All three groups are off to a good start on quite different projects:
- Logistic Regression and Image Recognition
- Nearest Neighbors and Recommender Systems
- Game playing
Looking ahead to this week, here's where you should be spending your time.
All you of you have found example code of various sorts illustrating your problem. By looking at those examples, you should be able to use jupyter to produce an introduction to your data and the problem. This means:
- loading your data into an appropriate format
- displaying examples from your data set
- producing summary statistics on your data as appropriate
- generally getting more comfortable working in this environment
The second goal for this week is to understand the underlying structure of the method you are studying.
Both of the rather advanced references for the course:
- Pattern Recognition and Machine Learning by Christopher Bishop
- The elements of statistical learning by Hastie, Tibshirani, and Friedman
contain treatments of Logistic Regression and Nearest Neighbor methods. However, there are many other resources and more elementary books on statistics may have more accessible introductions.

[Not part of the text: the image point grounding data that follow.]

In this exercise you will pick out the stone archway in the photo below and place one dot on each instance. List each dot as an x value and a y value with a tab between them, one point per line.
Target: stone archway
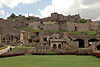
80	42
98	47
59	46
54	46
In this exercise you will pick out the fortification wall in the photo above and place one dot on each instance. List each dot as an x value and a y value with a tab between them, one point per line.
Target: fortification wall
82	26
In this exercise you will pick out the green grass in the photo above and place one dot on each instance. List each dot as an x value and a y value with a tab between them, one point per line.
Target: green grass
50	61
89	33
3	47
49	31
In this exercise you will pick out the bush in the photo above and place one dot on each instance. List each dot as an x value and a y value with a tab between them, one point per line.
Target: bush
2	48
50	53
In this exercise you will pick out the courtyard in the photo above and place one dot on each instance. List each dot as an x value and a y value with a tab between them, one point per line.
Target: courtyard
50	61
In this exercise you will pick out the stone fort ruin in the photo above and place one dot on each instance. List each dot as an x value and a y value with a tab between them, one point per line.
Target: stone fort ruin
56	33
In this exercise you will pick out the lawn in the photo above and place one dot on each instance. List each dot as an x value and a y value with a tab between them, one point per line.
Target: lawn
50	61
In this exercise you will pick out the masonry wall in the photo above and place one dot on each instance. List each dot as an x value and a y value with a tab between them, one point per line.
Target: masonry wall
83	26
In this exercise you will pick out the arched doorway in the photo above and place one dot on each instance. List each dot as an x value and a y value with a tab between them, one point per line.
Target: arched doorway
59	46
92	40
98	47
80	42
54	46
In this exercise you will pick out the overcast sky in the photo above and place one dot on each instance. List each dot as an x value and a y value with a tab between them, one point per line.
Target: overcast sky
89	9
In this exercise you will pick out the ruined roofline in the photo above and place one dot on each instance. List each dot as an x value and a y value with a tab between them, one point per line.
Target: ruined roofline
43	18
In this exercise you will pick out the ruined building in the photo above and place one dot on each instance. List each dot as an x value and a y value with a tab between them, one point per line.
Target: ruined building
55	33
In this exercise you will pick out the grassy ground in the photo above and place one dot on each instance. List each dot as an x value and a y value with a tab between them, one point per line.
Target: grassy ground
50	61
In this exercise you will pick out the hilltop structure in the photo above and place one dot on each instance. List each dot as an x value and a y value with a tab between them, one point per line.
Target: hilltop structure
56	33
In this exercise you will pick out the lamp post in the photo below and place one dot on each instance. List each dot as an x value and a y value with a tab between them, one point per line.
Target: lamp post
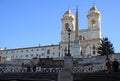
106	49
69	42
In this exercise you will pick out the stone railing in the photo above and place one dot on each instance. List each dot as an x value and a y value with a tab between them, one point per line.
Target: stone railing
89	68
79	69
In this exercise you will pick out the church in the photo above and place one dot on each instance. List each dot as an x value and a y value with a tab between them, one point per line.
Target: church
82	43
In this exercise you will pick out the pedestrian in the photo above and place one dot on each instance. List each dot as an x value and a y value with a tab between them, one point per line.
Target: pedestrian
115	65
34	68
108	66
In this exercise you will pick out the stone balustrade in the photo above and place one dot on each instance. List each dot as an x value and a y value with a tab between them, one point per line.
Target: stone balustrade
79	69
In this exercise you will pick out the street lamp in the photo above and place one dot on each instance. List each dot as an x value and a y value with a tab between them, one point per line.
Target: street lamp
106	49
69	42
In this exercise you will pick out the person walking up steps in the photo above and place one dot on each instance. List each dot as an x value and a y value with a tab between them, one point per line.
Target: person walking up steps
108	66
115	65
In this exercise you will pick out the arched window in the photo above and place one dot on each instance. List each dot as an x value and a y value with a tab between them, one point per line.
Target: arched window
93	23
48	51
94	49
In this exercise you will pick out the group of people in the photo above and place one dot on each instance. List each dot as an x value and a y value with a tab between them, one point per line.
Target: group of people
112	65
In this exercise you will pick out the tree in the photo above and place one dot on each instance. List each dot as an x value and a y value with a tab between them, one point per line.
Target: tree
106	47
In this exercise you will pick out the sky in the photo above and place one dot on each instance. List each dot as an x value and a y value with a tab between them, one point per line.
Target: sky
28	23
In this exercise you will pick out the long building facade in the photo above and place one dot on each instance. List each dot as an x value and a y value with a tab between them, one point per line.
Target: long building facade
83	42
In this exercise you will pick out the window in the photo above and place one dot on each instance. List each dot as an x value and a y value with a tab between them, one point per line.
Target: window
26	55
80	37
66	26
26	50
36	55
21	50
31	55
37	49
94	49
83	38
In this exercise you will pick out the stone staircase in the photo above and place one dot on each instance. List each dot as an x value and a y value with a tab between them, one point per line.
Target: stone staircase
33	76
97	76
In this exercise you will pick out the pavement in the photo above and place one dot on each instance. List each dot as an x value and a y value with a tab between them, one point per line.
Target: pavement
36	76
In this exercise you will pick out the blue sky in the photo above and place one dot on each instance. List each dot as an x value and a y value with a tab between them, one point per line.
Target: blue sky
27	23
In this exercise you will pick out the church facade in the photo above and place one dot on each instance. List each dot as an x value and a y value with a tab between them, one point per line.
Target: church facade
83	42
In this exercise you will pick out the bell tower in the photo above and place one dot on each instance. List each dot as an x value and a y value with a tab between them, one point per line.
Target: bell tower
68	21
94	18
94	22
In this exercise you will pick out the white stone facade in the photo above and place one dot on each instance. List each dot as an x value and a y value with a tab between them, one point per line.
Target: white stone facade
89	39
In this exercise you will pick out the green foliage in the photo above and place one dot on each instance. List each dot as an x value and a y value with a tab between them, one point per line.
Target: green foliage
105	47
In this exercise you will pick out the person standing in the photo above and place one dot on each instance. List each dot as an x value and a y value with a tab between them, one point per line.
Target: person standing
115	65
108	66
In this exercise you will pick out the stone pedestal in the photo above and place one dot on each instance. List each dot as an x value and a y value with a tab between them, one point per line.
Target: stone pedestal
66	75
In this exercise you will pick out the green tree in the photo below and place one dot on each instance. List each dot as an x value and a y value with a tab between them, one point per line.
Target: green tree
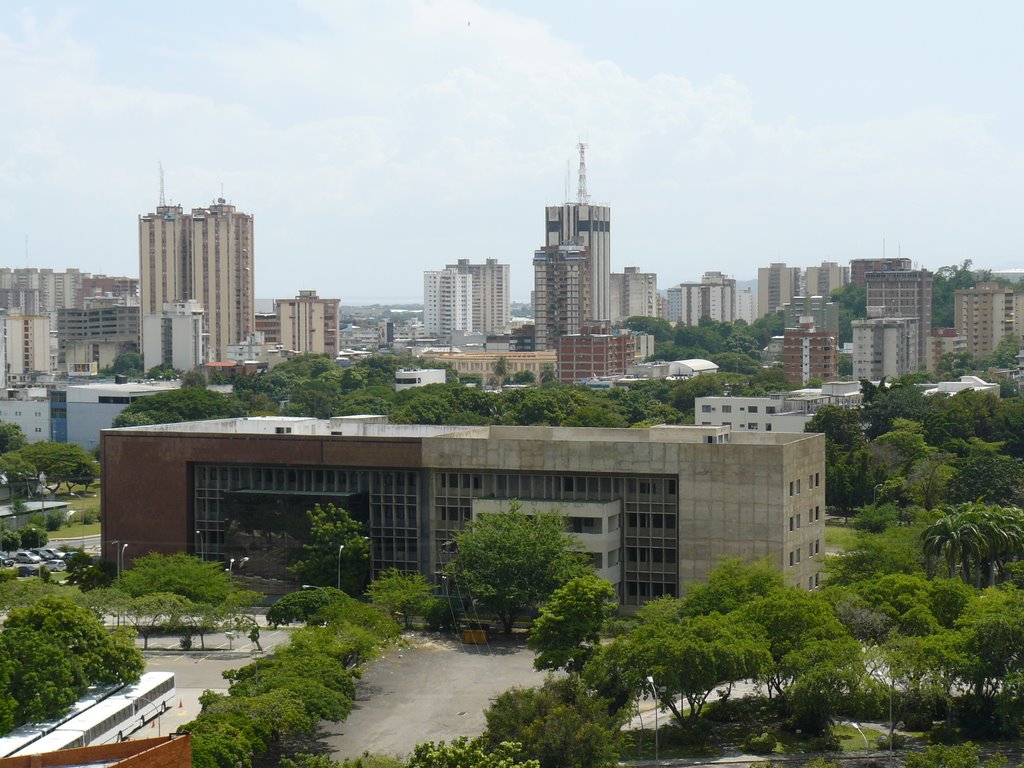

Particularly important for this goal is:
- to clarify any underlying assumptions that your method makes about how the data is distirbuted;
- to get a sense of practical limitations of your method (how much space, time and so on are involved in using it).
Each group will make a progress report on Monday 2/10, following the standard rules:
- no more than 15 minutes per group,
- everybody talks.
In addition, this week I plan to do some talking on Wednesday 2/5 and Friday 2/7 about some important fundamentals:
- the curse of dimensionality
- the bias/variance tradeoff and overfitting
- evaluating a classifier (false positives and negatives, precision and recall).